Eight or nine Portuguese of this fine sect were burned.
Update from a reader:
The videos you posted remind me that I saw first-hand how the revolution was truly underway well before 2008. When I was in graduate school, my close friend and research partner invited my wife and me to her wedding at a little farm up in the Berkshires of Western Massachusetts. This would have been some time around 1996 or 1997. It was a beautiful service, conducted by a former Catholic priest using a traditional marriage liturgy that was quite familiar to me as an Episcopalian and to my formerly Catholic wife. The only thing that was unusual was that my friend and her partner were lesbians.

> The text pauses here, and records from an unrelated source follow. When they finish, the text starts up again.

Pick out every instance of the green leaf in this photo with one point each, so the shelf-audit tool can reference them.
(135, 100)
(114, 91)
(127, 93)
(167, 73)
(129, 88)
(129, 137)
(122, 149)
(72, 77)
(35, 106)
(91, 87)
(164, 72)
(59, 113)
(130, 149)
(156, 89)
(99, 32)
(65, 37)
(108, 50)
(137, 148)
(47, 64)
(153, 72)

Both families were there, along with a few close friends. It was a small, joyous affair and we celebrated them, their love, and their commitment to each other. In that way it was just like any other wedding I’ve ever attended, including my own. Virtually normal indeed.
So to whom does credit for the “revolution” belong? Not to the lawyers and political activists that Becker lionizes. Not to you, despite your early advocacy. It belongs to women (and men) like these, the courageous clergy who blessed their unions, and their families who loved and supported them and continue to do so. That would be a much more human story to tell.